# Buddhism / Taoism ?



## CrushingFist (Mar 15, 2006)

How are these 2 connected . 
Did taoism came from Buddhism ? 
What are the difference? 
Some people say neither these 2 is a religion some say yes


----------



## Xue Sheng (Mar 15, 2006)

CrushingFist said:
			
		

> How are these 2 connected .
> Did taoism came from Buddhism ?
> What are the difference?
> Some people say neither these 2 is a religion some say yes


 
OK, let me confuse you.

Taoism and Buddhism are not connected and yet they are connected.

They can be considered philosophies outside of religion and yet they are religions. 

Are you sufficiently confused?

Taoism is indigenous to China and started as a philosophy it became religion later. 

Buddhism comes from India from Siddhartha Gautama (aka Buddha) it was considered a philosophy while Siddhartha was alive it became a religion after his death.

Buddhism came to China, possibly brought to China by Da Mo also the same person associated with the Shaolin temple. While in China Buddhism became influenced by Taoism and you now have Chan Buddhism. Chan Buddhism went to Japan and became Zen Buddhism, possibly influenced by Shinto the indigenous religion of China. 

Philosophically Taoism and Buddhism are fairly different and as religions they are also fairly different.

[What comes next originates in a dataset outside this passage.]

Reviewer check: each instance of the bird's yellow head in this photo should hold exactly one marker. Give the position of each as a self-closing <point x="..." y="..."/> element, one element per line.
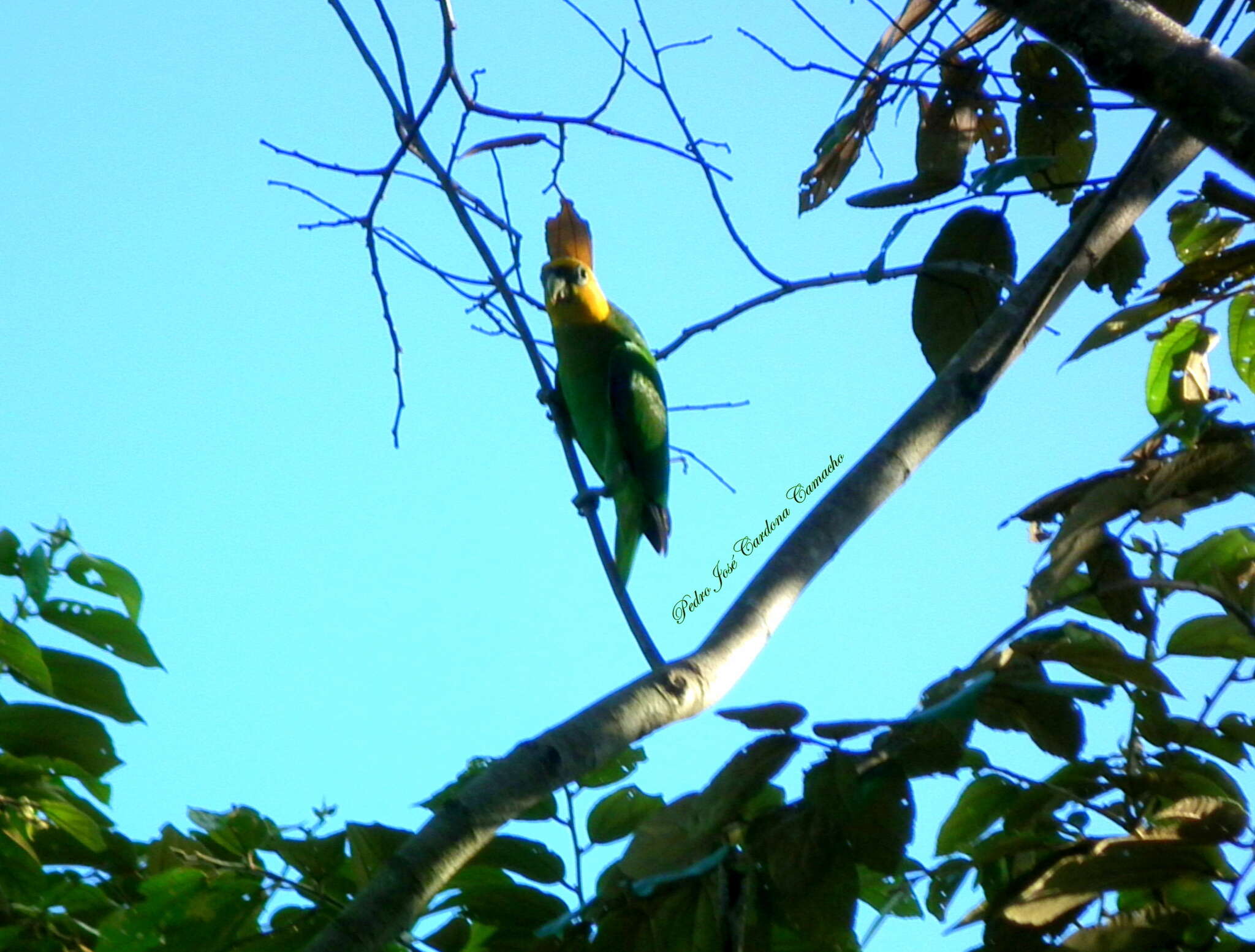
<point x="572" y="294"/>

That is my short version with necessary over simplifications.

You can get greater detail on my favorite over used site Answers.com.

There are other good sources, but I will have to look them up and post them later.


----------



## CrushingFist (Mar 15, 2006)

Thanks  
Time to research


----------



## Xue Sheng (Mar 15, 2006)

Xue Sheng said:
			
		

> Buddhism came to China, possibly brought to China by Da Mo also the same person associated with the Shaolin temple. While in China Buddhism became influenced by Taoism and you now have Chan Buddhism. Chan Buddhism went to Japan and became Zen Buddhism, possibly influenced by Shinto the indigenous religion of China.


 
Correction, I noticed a type-o

Shinto the indigenous religion of China is incorrect. 

It should have been

Shinto the indigenous religion of Japan.

Taoism = China
Shinto = Japan

Sorry about that.

Also there is Tibetan Buddhism, which is not exactly the same as Indian, Chan, or Zen Buddhism, which also have their differences


----------



## CrushingFist (Mar 15, 2006)

Yes now you are correct.

Shinto = Shintoism right


----------